K-means and k-mediods clustering

Clustering

Evaluating clusterings

Davies-Bouldin index

The Davies-Bouldin index is a method for evaluating clustering algorithms, such as k-means.

It examines the distance between centroids, and the tightness of centroids.

k-means clustering

Introduction

K-means clustering is the most widely used unsupervised model.

In k-means clustering we identify $$k$$ centroids in the feature space. We then calculate the distance from each data point to each of the centroids, and allocate the data point to the nearest centroid.

This requires a method for calculating the location of the centroids.

Identifying the centroids

We apply an iterative approach to identifying the centroids.

We first initialise by assigning centroids randomly to existing data points.

We then iteratively perform the following:

• Calculate the distances between each data point and each centroid.
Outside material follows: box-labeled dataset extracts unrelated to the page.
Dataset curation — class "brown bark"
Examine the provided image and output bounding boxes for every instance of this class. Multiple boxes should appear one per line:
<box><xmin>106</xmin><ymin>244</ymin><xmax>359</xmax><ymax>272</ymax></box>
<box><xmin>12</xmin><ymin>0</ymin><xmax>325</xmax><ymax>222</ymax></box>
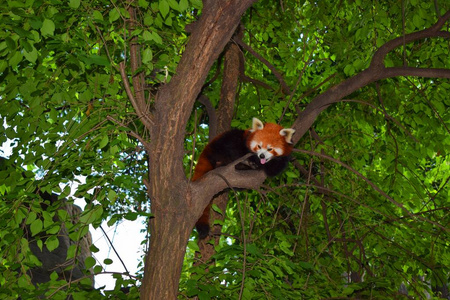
<box><xmin>292</xmin><ymin>11</ymin><xmax>450</xmax><ymax>143</ymax></box>
<box><xmin>139</xmin><ymin>0</ymin><xmax>255</xmax><ymax>299</ymax></box>
<box><xmin>116</xmin><ymin>4</ymin><xmax>450</xmax><ymax>299</ymax></box>
<box><xmin>198</xmin><ymin>39</ymin><xmax>241</xmax><ymax>263</ymax></box>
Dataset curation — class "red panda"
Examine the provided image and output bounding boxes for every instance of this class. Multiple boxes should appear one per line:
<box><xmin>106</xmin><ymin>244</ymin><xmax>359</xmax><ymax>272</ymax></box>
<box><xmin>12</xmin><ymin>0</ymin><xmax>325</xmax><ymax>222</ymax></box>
<box><xmin>192</xmin><ymin>118</ymin><xmax>295</xmax><ymax>239</ymax></box>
• Assign each data point to the closed centroid.

• Update each centroid location to the mean of the data points allocated to it.

Calculating distances

This method requires us to calculate the distance between two points in the feature space.

For k-means we use the Euclidian distance.

Potential issues

It is possibile for a centroid to have no data assigned to it. If this happens we can eliminate the cluster, or reassign some data points.

The algorithm may only arrive at a local minima. In order to maximise the chance of an effective clustering, we can do k-means under different initialisations of the centroids in order to minimise risk of bad local optima.

Choosing $$k$$

If the points in each cluster follow a normal distribution, that’s a good sign. This can be tested with Anderson-Darling.

If it’s not normal, we can split the cluster into 2.

Using clusting as part of data analysis

We can choose $$k$$ if output is being used in later data analysis (eg type assignment, complaint level or something)

k-medoids

Introduction

k-mediods is similar to k-means clustering, with two key differences:

• Centroids are now always located on data points, rather than floating freely.

• We mimimise $$l_1$$ distance, rathern than $$l_2$$.

Partitioning Around Medoids (PAM) algorithm

This is the most common approach for k-medoids.

We initialise randomly, as we do for k-means.

We then iterate the following:

• Calculate the loss for the current allocation

• For each medoid, see if swapping allocation with another (non-medoid) data point decreases the cost.

• If it does, make the swap.